Why the NASCAR Gen 7 Car is Failing
When the Next-Gen car debuted in 2022, it already made a huge impact on the sport by being unlike any generation of cars prior. Despite that, it looked like it could be the car that would save NASCAR from fading into obscurity because it made the intermediate tracks watchable and even good again. It had its issues on short tracks and road courses, but there was hope that the problems with those tracks could be fixed. Time travel three years later, short tracks and road courses are still not good, and the quality of intermediate races has started to dwindle. To sell the idea on how this car is starting to produce more boring races, all the races in April, which were Martinsville, Darlington, Bristol, Talladega, and Texas, were underwhelming. Not all of them were bad, but none were races worth remembering. Why is this decline happening?
Quite possibly the biggest flaw with this car that is now rearing its ugly head badly is that the car simply races TOO good. The core components of a stock car are an engine that has high levels of horsepower, small brakes that allow for wheel spin, and narrow tires that lead to a lot of tire wear. None of these elements are in the Gen 7 car. Gen 7 cars have 670 horsepower on all tracks besides superspeedways. The tires are wider than ever, and the brakes are too big, making the brake zones smaller and not allowing any wheel spins or lockups to happen. All these factors make these races way less grueling on the drivers because they do not have to showcase their skillset as much. Less challenge for the drivers equals less opportunity for mistakes, great drivers to run up front, and fewer passes to be made. Another reason why this car races too well is that the cars are the same at their core. Every Gen 7 car has the same kind of chassis, which is the skeleton of a racecar. Two people with the same skeleton would move and operate the same, and so would two or more racecars. Amplified to the maximum with more than 35 cars on the track every week, there are 35+ cars with the same skeleton driving the same way on a Sunday afternoon. This makes everyone so equal to the point where having a better driver and engine in a certain car does not do much to make that driver and car better than other drivers. This is made evident when drivers can get stuck in the high teens to low 20s despite having a car capable of contending for the win. Case in point, in the most recent NASCAR race at Texas, McDowell got track position late by taking two tires, and on the restart, took the lead and almost won despite being nowhere close to winning speed all day. No one can truly stand out on their own because track position means way more in today’s NASCAR than it ever has, and when no driver can do anything to separate themselves, no one feels special or like a genuine, talented driver. To quote the villain in the movie, The Incredibles – “And when everyone is super, no one is”.

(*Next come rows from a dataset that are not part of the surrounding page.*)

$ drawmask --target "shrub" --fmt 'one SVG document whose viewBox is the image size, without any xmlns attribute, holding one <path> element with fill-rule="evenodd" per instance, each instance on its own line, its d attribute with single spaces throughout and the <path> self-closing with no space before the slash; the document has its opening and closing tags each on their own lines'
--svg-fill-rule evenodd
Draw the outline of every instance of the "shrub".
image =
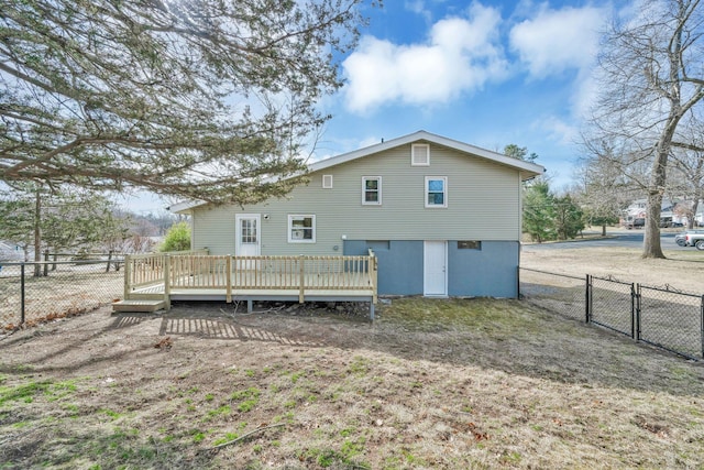
<svg viewBox="0 0 704 470">
<path fill-rule="evenodd" d="M 166 232 L 164 243 L 160 251 L 185 251 L 190 250 L 190 227 L 188 222 L 174 223 Z"/>
</svg>

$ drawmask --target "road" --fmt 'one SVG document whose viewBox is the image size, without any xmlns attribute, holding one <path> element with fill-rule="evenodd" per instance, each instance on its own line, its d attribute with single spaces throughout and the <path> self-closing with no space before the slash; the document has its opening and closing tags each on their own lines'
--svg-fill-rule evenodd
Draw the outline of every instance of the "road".
<svg viewBox="0 0 704 470">
<path fill-rule="evenodd" d="M 619 232 L 606 232 L 609 238 L 584 240 L 580 241 L 565 241 L 565 242 L 552 242 L 552 243 L 534 243 L 525 244 L 524 250 L 560 250 L 566 248 L 595 248 L 595 247 L 623 247 L 623 248 L 642 248 L 642 230 L 628 230 Z M 682 251 L 682 250 L 696 250 L 693 247 L 680 247 L 674 242 L 674 232 L 661 233 L 660 244 L 662 250 L 666 251 Z"/>
</svg>

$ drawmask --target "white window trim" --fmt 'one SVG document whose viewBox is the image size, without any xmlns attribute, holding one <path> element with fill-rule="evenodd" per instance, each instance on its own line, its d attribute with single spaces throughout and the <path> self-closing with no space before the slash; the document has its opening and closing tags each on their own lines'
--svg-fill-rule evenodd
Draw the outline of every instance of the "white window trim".
<svg viewBox="0 0 704 470">
<path fill-rule="evenodd" d="M 439 204 L 428 204 L 428 181 L 430 179 L 442 179 L 442 187 L 444 189 L 444 197 L 442 198 L 442 205 Z M 448 177 L 447 176 L 426 176 L 426 182 L 424 186 L 424 203 L 427 209 L 446 209 L 448 207 Z"/>
<path fill-rule="evenodd" d="M 377 193 L 378 200 L 369 201 L 366 200 L 366 182 L 376 179 L 377 184 Z M 382 177 L 381 176 L 362 176 L 362 206 L 381 206 L 382 205 Z"/>
<path fill-rule="evenodd" d="M 293 228 L 294 228 L 294 217 L 310 217 L 312 219 L 312 225 L 311 225 L 311 229 L 312 229 L 312 234 L 311 234 L 311 239 L 310 240 L 306 240 L 306 239 L 294 239 L 292 237 L 292 232 L 293 232 Z M 316 216 L 312 214 L 289 214 L 288 215 L 288 242 L 289 243 L 315 243 L 316 242 Z"/>
<path fill-rule="evenodd" d="M 425 161 L 416 161 L 416 151 L 424 149 Z M 414 143 L 410 145 L 410 166 L 430 166 L 430 144 L 427 143 Z"/>
</svg>

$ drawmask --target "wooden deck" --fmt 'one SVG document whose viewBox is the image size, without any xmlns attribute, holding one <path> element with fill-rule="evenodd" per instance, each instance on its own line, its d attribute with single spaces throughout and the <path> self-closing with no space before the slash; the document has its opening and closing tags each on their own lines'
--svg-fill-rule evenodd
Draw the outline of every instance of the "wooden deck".
<svg viewBox="0 0 704 470">
<path fill-rule="evenodd" d="M 201 253 L 125 258 L 120 311 L 170 308 L 172 300 L 363 302 L 374 317 L 376 258 L 230 256 Z"/>
</svg>

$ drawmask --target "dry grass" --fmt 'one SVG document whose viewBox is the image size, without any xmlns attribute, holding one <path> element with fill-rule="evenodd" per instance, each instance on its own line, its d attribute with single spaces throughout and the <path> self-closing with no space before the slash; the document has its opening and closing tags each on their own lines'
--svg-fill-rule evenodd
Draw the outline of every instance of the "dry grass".
<svg viewBox="0 0 704 470">
<path fill-rule="evenodd" d="M 394 300 L 374 325 L 282 311 L 101 309 L 15 332 L 0 342 L 0 467 L 704 462 L 700 364 L 517 300 Z"/>
</svg>

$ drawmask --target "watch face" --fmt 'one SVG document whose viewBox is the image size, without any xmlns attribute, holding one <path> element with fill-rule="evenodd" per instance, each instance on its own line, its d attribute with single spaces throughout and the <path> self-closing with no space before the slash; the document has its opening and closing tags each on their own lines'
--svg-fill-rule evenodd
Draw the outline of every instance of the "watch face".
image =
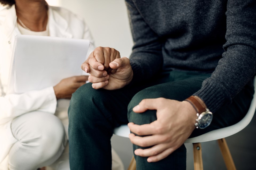
<svg viewBox="0 0 256 170">
<path fill-rule="evenodd" d="M 211 112 L 204 112 L 201 113 L 199 120 L 198 127 L 200 129 L 204 129 L 211 124 L 213 120 L 213 114 Z"/>
</svg>

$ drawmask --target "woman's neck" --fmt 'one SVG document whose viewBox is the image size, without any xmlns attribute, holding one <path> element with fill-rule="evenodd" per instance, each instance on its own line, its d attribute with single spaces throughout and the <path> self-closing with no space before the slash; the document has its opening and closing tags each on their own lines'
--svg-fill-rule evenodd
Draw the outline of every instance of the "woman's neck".
<svg viewBox="0 0 256 170">
<path fill-rule="evenodd" d="M 24 27 L 34 31 L 46 29 L 47 6 L 45 1 L 17 0 L 15 8 L 17 17 L 19 19 L 18 21 L 19 24 L 22 25 L 21 21 L 25 26 Z"/>
</svg>

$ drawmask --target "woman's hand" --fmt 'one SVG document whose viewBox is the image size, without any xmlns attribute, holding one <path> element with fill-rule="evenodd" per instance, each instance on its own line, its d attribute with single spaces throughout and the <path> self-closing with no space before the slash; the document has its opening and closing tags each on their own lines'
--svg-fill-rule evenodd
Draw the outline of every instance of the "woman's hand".
<svg viewBox="0 0 256 170">
<path fill-rule="evenodd" d="M 188 102 L 181 102 L 164 98 L 143 100 L 133 109 L 137 113 L 148 109 L 157 110 L 157 120 L 149 124 L 138 125 L 129 123 L 128 126 L 133 133 L 129 135 L 131 142 L 143 147 L 135 154 L 148 157 L 148 162 L 156 162 L 168 156 L 179 147 L 195 129 L 197 118 L 195 110 Z"/>
<path fill-rule="evenodd" d="M 72 94 L 88 80 L 88 76 L 73 76 L 62 80 L 53 87 L 57 100 L 70 99 Z"/>
</svg>

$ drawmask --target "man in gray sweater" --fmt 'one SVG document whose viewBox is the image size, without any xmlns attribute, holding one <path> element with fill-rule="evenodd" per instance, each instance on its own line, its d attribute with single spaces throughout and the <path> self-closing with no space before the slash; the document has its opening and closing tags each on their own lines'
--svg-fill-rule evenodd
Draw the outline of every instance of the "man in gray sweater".
<svg viewBox="0 0 256 170">
<path fill-rule="evenodd" d="M 256 3 L 126 2 L 132 52 L 129 60 L 99 47 L 82 65 L 92 84 L 71 99 L 71 168 L 110 169 L 110 139 L 128 113 L 137 169 L 185 169 L 187 139 L 235 124 L 248 111 Z"/>
</svg>

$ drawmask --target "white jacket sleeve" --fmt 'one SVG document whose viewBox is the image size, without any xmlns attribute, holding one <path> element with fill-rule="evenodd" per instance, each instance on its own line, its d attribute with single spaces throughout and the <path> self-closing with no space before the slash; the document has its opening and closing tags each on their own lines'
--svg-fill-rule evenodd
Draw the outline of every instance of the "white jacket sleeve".
<svg viewBox="0 0 256 170">
<path fill-rule="evenodd" d="M 83 37 L 83 39 L 86 40 L 89 40 L 90 41 L 90 47 L 89 49 L 89 50 L 87 53 L 88 55 L 90 55 L 91 53 L 93 52 L 95 48 L 95 46 L 94 44 L 94 41 L 93 40 L 93 38 L 91 35 L 91 32 L 90 31 L 89 27 L 86 24 L 86 23 L 83 21 L 83 23 L 84 25 L 85 29 L 84 31 Z"/>
<path fill-rule="evenodd" d="M 57 105 L 53 87 L 20 94 L 9 94 L 0 97 L 0 125 L 33 110 L 54 114 Z"/>
</svg>

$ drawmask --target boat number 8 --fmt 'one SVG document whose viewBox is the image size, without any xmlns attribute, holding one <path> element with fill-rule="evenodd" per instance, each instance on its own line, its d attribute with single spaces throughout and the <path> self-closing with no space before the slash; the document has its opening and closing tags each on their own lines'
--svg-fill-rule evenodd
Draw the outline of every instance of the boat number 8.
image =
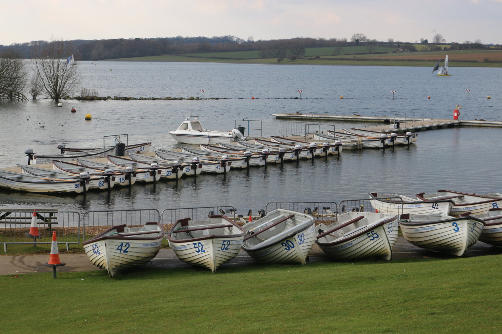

Overall, NASCAR is in a rut right now. The people in charge of NASCAR have seemed to have given up on trying to fix the car while putting all the pressure on Goodyear to improve the racing, so there is a chance we may not see any major improvements to the car. Goodyear can do all they can, but when the issue is with the car, NASCAR needs to make the big changes like adding Horsepower, making the tires less wide to allow for more fall-off, and making the brakes smaller to allow for driver skill to be on display.